There are the differences between predicted outcomes from the S-TPI and actual outcomes in routine clinical practice [27,28]. Therefore using data from 2,401 routinely treated stroke patients from the Safe Implementation of Thrombolysis in Stroke UK database [7] the original S-TPI predictive equations were adjusted to ensure: (i) consistency between outcomes predicted by the DAM and actual outcomes of patients treated in routine practice; and (ii) that definitions of outcomes were representative of those typically used in clinical practice (functional independence [mRS 0 to 2] - complete recovery/minor disability; dependence [mRS 3 to 5] – moderate/severe disability, and death); and (iii) the inclusion of additional predictors of functional independence from observational studies of patients treated in routine practice [29]. Predictions in the DAM for mRS 0 to 2, 3 to 5 and death in untreated patients were validated using untreated patient data (N = 5,715) from the Virtual International Stroke Trials Archive [30].

A scoring model derived from patients treated with thrombolysis in routine practice [31]) was selected to calculate patient-specific predictions of risk of SICH. A suitable predictive equation for outcomes following SICH could not be identified in the literature. Therefore, the subsequent impact of SICH on outcomes at three months used proportions of patients that would likely be mRS 0 to 2, 3 to 5 and dead following SICH [32].

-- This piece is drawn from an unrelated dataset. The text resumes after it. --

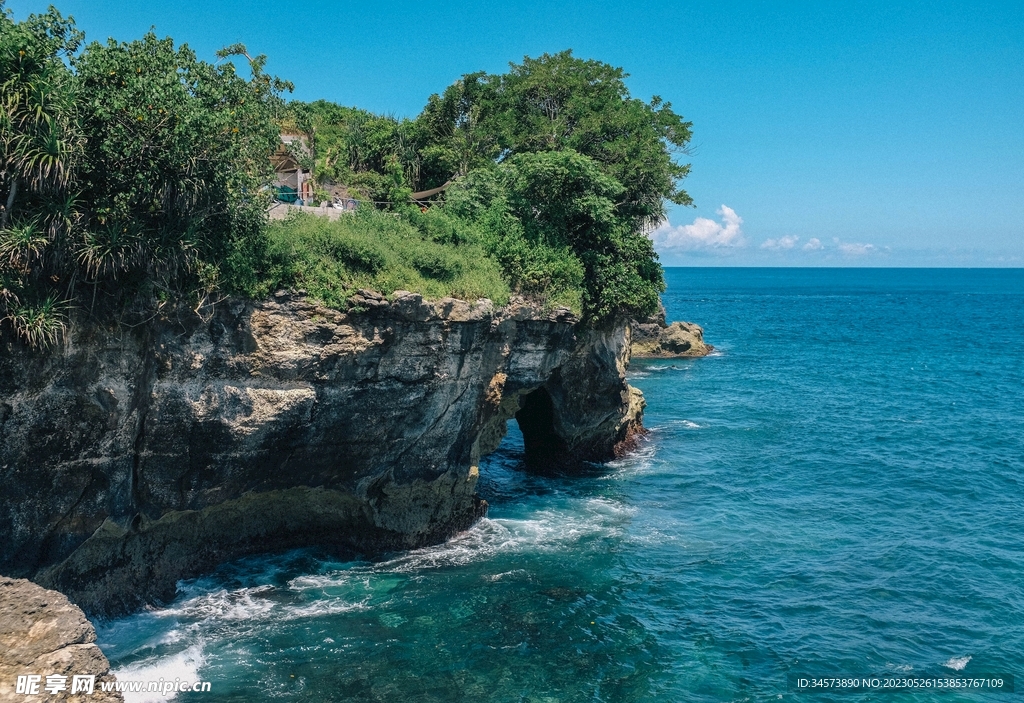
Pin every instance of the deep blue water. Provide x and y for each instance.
(839, 489)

Interactive group workshops

A suite of draft paper-based tools (Additional file 1) were developed to convey the outcomes generated by the DAM (informed by a literature review of currently available tools, published elsewhere [6] and guidance on presentation of outcome probabilities [33]) to support eligibility decision making about thrombolysis for individual patients (structured look-up tables and tables of decisions rules for different levels of net benefit from thrombolysis) and clinical communication of personalised information on the risks/benefits of thrombolysis to patients/relatives (clustered and stacked bar graphs, pictographs and flowchart diagrams).

Draft paper-based tools were presented within interactive workshops (mixture of demonstration, open discussion and small group exercises) with 12 stroke clinicians (five stroke physicians, two emergency department physicians, five stroke nurses) and with eight patients with a history of previous stroke, and seven of their relatives. Field notes on salient points and reactions of the participants were recorded, and summarised for discussion within the research team to inform the development of an alpha prototype of the decision aid for usability testing.

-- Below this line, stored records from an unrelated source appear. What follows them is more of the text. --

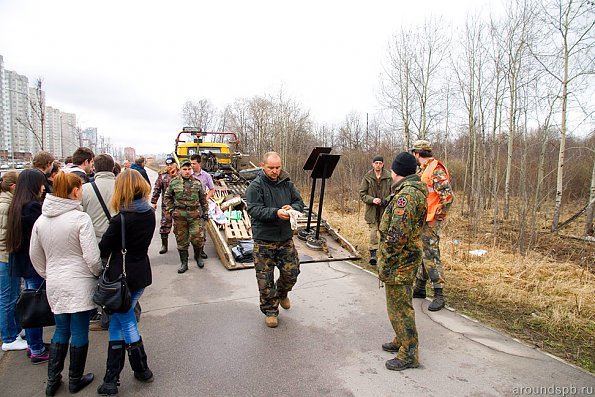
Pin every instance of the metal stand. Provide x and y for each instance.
(323, 169)
(309, 165)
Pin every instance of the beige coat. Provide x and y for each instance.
(64, 251)
(5, 200)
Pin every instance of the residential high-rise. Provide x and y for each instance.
(70, 134)
(53, 131)
(21, 140)
(5, 141)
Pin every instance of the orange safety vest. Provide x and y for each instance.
(433, 198)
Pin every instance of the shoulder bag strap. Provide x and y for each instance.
(101, 201)
(123, 244)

Development of alpha prototype

One of the authors (DN), a computing science graduate with six years of programming experience (with support from a senior computing scientist, CK) developed the software, spending approximately 10 weeks [full-time hours] to develop the alpha prototype of COMPASS.

The DAM was embedded within an alpha prototype of COMPASS, which was developed on an iPad® mobile digital device (Figure 2) for the following reasons: rapid input of patient information by clinicians; the large LCD touch sensitive screen facilitates accessibility and interpretation of the risk presentations by clinicians and patients/relatives; and for ease of deployment at the point of care without the need for additional peripherals or integration with existing hospital IT systems.
Figure 3

Summary of Decision Analytic Model embedded within COMPASS. Predictions for mRS 0 to 2, 3 to 5 and death in untreated patients were validated using data (N = 5,715) from untreated patients recorded in the Virtual International Stroke Trials Archive.

Numerical and graphical risk presentations based on participants’ preferences on their form and content (identified in interactive workshops) were embedded in the prototype to convey outcome probabilities for short-term acute stroke outcomes.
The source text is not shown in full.